Not relief. Not peace.
Absence.
That’s what Symond wanted. Needed.
Symond moved through the halls, shadowing the edge of torchlight, every step calculated and quiet. The faint throb of music from the upper levels—revelry, or training, or both—muffled any sound he might have made.
He shut the door of the alchemy lab behind him and waited for his breath to slow.
The walls were lined with shelves upon shelves of glass vials containing various colored liquids and powders, labeled with small handwritten tags. In one corner, a large alchemy table was cluttered with various ingredients and tools, while in another corner stood a few large machines, their gears turning slowly. The pungent scents of various herbs and chemicals blended together in the air, overpowering any other smells in the room.
He moved to the cabinets along the back wall. Inside were dusty vials. Some with residue clinging to their corks like dried blood.
MEMNORÉ–Short-Term Displacement
TETHER-SAP–Mental Severance (24hr)
RECALL DAMPENER–Anchor Agent
He gritted his teeth. These weren’t enough. This was the stuff they used in interrogations, indamage control. Temporary fixes. Patchwork.

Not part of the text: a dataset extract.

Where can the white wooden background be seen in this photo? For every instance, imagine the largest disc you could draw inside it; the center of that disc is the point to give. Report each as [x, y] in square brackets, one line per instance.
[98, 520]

He needed something clean.Permanent.
For a moment he stood there, shelves open around him, and an idea struck.What if I could just erase him? Gerard. That one name. That one face.
Just one cut. One slice across the brain. Not a lobotomy, but a surgical strike.
But he wasn’t an alchemist, didn’t know the first things about potion brewing. He needed help.
He found it in the greenhouse wing, bent over a trough of steaming moss.
Nyla. Symond’s first thought was that she looked like a child. A kid who’d snuck into the Hive’s workshop to play with the grown-ups’ magic. Her hair was curly and wild, her face soft and round, like she hadn’t been scarred by anything yet. She reminded him of Arria, the Al’teran half breed who died during the trials. She’d had the same young face. The same enthusiasm. But hopefully not the same unfortunate trait of fucking up.
Symond stood in the archway until she looked up, her hands still elbow-deep in glowing mulch.
“Need something?” she asked.
He stepped into the warmth of the room, the scent of moist soil and citrus sap clinging to his coat. “I’ve got an assignment,” he said, trying not to sound like he was choking on the words.
That caught her attention. She stood, wiping her fingers on a cloth. “From who?”
“Internal request. Violette wants something tested. For field use.”
She narrowed her eyes but didn’t challenge it outright. “What kind of something?”
He forced a shrug. “Memory-related. A potion to make someone forget a person. Permanently. You can do that, right?”
Nyla tilted her head. “I can but I need a biological imprint. DNA.”
Symond’s stomach turned. “Like hair?”
“Hair. Blood. Saliva. Anything that was part of them.” She paused, studying him. “Why? Who are they trying to erase?”
He didn’t answer. That information wouldn’t be for her to know anyway.
Her lips tightened. “Do you have the DNA?” Symond shook his head. “Well, without a tether, the potion won’t know where to target. It’ll just scramble.”
Symond inhaled sharply. No. There was no way. No chance of getting Gerard’s hair, blood, anything. He’d never go back there. Not for that. Not for any of them. But the thought of it lingered, taunting him. It had been a stupid hope to begin with. It was never just one person. Never just one face. Gerard was the sharpest memory, the deepest cut, but not the only one. He could erase that bastard’s name from his mind, but the rest would still be there. Would still eat him alive from the inside out.